The Boys & Girls Club of Lawrence, Kan., does what it does very well. Almost too well. One of the most successful outposts of the Boys & Girls Clubs of America, it boasts one of the highest per-capita participation rates in the country, with 1,500 K-12 students served every day, and more than 3,000 active members.

Over time, that kind of reach brings challenges.

"It takes a tremendous amount of resources to manage and serve that many members," said Megan Hill, director of donor engagement. "It also requires a significant management tool in order for us to effectively manage our entire organization, especially finances."

But the Boys & Girls Club of Lawrence lacked such a tool, and as a result, a few years ago it found itself at an inflection point when it came to grant management. In particular, the organization had seen its roster of major grantors (those providing at least $500,000 of the annual budget) grow from one to three, each requiring strict reporting on how its funds were being used.

Upgrading its accounting system would have required significant upgrade fees to improve its grant management, but the club still would have been left with a disparate assortment of disconnected applications, and staff would have continued manually working with spreadsheets to merge data.

Inaction Not an Option

Still, it had to do something.
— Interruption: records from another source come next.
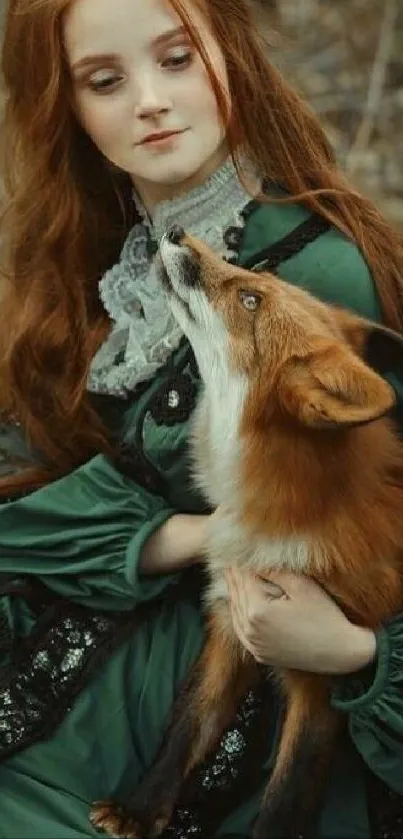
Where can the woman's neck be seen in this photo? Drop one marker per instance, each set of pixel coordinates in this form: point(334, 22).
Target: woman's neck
point(151, 194)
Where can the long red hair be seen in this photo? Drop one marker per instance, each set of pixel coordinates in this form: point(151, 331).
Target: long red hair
point(67, 212)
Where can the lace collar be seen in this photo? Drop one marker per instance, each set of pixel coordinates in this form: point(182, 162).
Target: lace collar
point(144, 333)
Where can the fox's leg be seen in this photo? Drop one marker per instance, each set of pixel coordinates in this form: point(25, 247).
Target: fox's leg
point(294, 796)
point(202, 712)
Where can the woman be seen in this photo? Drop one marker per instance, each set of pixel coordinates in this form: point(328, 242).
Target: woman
point(121, 119)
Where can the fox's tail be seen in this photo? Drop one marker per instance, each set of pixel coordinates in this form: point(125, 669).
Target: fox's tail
point(306, 743)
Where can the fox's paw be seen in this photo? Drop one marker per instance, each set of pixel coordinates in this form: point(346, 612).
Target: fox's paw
point(115, 821)
point(121, 823)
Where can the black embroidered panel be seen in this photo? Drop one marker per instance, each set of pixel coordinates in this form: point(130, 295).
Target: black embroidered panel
point(293, 243)
point(54, 663)
point(231, 775)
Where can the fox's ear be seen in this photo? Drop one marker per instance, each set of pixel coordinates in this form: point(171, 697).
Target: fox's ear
point(333, 388)
point(380, 347)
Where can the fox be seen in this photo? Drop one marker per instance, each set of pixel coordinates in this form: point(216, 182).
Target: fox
point(295, 446)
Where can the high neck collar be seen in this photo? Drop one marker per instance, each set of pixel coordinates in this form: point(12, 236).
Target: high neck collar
point(194, 208)
point(144, 332)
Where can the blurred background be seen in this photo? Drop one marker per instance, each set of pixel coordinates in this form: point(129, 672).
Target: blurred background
point(346, 57)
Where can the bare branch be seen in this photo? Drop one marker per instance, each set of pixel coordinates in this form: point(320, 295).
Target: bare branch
point(376, 85)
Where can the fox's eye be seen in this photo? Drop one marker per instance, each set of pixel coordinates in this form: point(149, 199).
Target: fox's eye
point(250, 300)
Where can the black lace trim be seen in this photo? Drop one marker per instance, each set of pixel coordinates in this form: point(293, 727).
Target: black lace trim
point(54, 663)
point(231, 775)
point(293, 243)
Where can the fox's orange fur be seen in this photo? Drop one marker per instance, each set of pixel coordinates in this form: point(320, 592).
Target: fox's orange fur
point(292, 443)
point(314, 456)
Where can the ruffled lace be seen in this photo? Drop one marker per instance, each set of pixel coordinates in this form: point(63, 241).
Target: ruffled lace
point(144, 332)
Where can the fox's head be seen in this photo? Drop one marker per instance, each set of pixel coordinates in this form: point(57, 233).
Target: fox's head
point(303, 358)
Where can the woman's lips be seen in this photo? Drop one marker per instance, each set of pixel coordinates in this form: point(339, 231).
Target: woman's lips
point(160, 138)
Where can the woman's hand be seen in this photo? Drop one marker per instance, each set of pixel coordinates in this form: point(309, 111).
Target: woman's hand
point(179, 542)
point(295, 624)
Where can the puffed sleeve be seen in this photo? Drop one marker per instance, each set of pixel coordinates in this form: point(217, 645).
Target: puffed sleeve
point(373, 702)
point(83, 534)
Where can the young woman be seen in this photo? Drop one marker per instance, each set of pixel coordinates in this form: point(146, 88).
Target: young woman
point(121, 118)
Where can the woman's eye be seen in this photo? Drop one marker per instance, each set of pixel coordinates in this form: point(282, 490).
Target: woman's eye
point(250, 300)
point(178, 59)
point(103, 82)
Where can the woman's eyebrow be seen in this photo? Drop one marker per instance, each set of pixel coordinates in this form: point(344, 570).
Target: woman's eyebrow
point(100, 58)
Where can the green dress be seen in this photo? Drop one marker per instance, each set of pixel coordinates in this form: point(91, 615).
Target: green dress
point(81, 537)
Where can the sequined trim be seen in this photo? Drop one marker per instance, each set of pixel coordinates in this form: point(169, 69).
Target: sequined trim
point(232, 774)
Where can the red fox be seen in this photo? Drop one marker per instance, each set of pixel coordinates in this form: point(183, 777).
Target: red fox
point(292, 442)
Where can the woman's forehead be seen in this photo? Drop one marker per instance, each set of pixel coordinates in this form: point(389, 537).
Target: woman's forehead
point(121, 26)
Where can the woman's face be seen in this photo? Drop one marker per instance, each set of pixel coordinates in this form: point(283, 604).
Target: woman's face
point(142, 92)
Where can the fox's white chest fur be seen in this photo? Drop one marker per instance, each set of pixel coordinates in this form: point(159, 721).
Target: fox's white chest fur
point(217, 456)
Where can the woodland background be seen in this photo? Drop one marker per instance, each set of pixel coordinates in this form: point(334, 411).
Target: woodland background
point(346, 56)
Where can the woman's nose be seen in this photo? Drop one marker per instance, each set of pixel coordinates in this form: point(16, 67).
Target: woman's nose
point(175, 234)
point(151, 101)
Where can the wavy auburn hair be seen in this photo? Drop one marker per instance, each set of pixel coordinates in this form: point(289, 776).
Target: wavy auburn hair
point(67, 212)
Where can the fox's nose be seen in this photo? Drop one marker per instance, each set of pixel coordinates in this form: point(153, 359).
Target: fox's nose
point(175, 234)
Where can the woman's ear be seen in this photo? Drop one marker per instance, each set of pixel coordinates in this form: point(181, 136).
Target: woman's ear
point(333, 388)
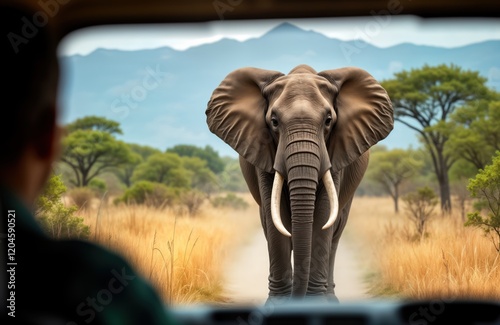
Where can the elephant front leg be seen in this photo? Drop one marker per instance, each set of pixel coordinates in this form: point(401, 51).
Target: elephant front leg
point(339, 228)
point(280, 267)
point(321, 247)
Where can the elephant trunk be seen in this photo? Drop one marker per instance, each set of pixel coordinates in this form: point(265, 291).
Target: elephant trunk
point(302, 164)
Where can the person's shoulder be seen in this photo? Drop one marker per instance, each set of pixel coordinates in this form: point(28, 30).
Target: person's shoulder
point(89, 272)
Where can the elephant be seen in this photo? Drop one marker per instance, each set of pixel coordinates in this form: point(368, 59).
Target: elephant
point(303, 141)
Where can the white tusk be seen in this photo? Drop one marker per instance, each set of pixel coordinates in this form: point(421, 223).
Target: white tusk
point(275, 204)
point(334, 201)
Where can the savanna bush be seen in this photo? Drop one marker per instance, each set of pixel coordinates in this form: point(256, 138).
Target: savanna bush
point(98, 186)
point(151, 194)
point(485, 188)
point(58, 220)
point(81, 196)
point(231, 200)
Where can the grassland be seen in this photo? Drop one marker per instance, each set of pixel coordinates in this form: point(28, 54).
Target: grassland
point(181, 255)
point(450, 261)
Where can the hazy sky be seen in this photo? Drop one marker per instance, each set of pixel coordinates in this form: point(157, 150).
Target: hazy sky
point(382, 31)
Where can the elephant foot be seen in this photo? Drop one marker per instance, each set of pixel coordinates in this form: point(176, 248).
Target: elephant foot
point(277, 300)
point(331, 297)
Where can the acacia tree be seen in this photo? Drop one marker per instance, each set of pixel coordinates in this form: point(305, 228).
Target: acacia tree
point(424, 99)
point(90, 148)
point(391, 168)
point(138, 155)
point(475, 132)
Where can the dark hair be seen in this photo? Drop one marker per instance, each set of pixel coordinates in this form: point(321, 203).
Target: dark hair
point(29, 76)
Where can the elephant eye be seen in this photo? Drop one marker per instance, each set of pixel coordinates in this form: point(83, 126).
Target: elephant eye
point(328, 120)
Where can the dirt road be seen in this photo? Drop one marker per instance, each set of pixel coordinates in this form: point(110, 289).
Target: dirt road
point(247, 270)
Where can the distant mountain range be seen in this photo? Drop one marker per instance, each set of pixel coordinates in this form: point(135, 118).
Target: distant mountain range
point(159, 96)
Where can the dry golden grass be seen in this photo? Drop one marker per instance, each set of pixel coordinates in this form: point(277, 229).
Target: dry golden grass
point(181, 256)
point(450, 261)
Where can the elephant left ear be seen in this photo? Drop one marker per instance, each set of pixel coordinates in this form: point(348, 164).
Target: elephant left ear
point(364, 115)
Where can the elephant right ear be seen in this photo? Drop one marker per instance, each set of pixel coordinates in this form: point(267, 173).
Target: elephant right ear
point(236, 114)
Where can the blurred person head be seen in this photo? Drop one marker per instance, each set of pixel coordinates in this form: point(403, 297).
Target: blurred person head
point(29, 137)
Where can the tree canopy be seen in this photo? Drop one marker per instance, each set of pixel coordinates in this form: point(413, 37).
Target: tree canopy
point(475, 132)
point(91, 149)
point(391, 168)
point(424, 99)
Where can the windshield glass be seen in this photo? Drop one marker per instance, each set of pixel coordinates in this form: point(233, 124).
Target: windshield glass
point(157, 181)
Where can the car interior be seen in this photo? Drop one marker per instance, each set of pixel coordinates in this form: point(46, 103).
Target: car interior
point(72, 15)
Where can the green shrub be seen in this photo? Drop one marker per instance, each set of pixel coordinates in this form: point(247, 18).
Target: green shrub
point(98, 186)
point(151, 194)
point(485, 187)
point(81, 196)
point(55, 218)
point(230, 201)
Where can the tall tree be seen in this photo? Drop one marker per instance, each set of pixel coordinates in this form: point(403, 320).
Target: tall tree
point(475, 132)
point(91, 149)
point(391, 168)
point(139, 154)
point(424, 99)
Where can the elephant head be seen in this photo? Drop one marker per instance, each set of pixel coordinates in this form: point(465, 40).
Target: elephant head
point(300, 126)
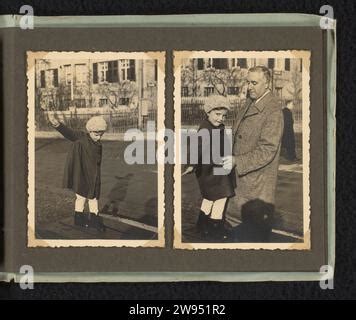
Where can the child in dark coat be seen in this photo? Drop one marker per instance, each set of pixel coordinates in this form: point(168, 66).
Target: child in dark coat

At the time, staff had to manually separate data on matched funds and reimbursed funds, and that task was becoming complex enough to raise the possibility of error.

"We can't risk being wrong," said James Lawrence, director of finance & human resources. "If you report funds wrong, grantors can come back and ask for their money. We weren't meeting the reporting expectations that each grantor had."

What the club really needed was a more comprehensive and integrated system that it could use to run the entire organization. Lawrence had worked with NetSuite at a previous job, and he knew it was up to the task, but he assumed it was out of the club's price range and was looking at affordable options, none of which met the organization's needs.

It was then that he was pointed toward Oracle NetSuite's Social Impact program, which provides discounted software licenses to nonprofits. After a three-month in-house deployment, Boys & Girls Club of Lawrence went live on NetSuite in April 2018.

Organizational Lifeblood

Lawrence and Hill both said the implementation was a great experience, and that NetSuite resources were there to answer questions every step of the way. That said, they did come away with one important lesson: They wished they'd have spent more time with the system before porting all of the club's historical data over, as they would have done this differently once they knew how the system worked.

"Scrubbing the data as much as possible before conversion would be my advice," said Hill.

NetSuite has become the technology lifeblood of the organization. The club uses NetSuite for everything from grant and donor management to workflow of purchase orders to enablement of automated payments to staff and vendors.

Later this year, NetSuite will be integrated with a new member tracking system the national organization is rolling out, and the club also is testing the ability to import bank statements into NetSuite for reconciliation.

A Night and Day Difference

The contrast in the organization pre- and post-implementation is like night and day. Financial reporting is cleaner, donation tracking is simplified, and a paper trail has been replaced by an electronic trail. The budgeting process has been streamlined, grants are growing thanks to the improved ability to record and track them, and reports that use to require days to assemble are now ready in minutes. On top of all that, improved access to quality data has led to improved communication with stakeholders and constituents.

And Hill said it's clear that NetSuite can do so much more.

"We haven't even scratched the surface of what we do," she said.

According to Lawrence, the combined impact on the bottom line, on efficiency, and on the ability to continue improving as an organization has made NetSuite invaluable. And perhaps the greatest benefit is yet to come: He said that NetSuite will free up Hill and the rest of the development staff to spend more time on interacting with donors in person rather than sitting at their desks struggling with technical issues.

And if donors are happier, everything else the club does will be more effective. That, Lawrence stressed, is the whole point.

"We're in the business of changing lives," he said, "and NetSuite is helping us do that."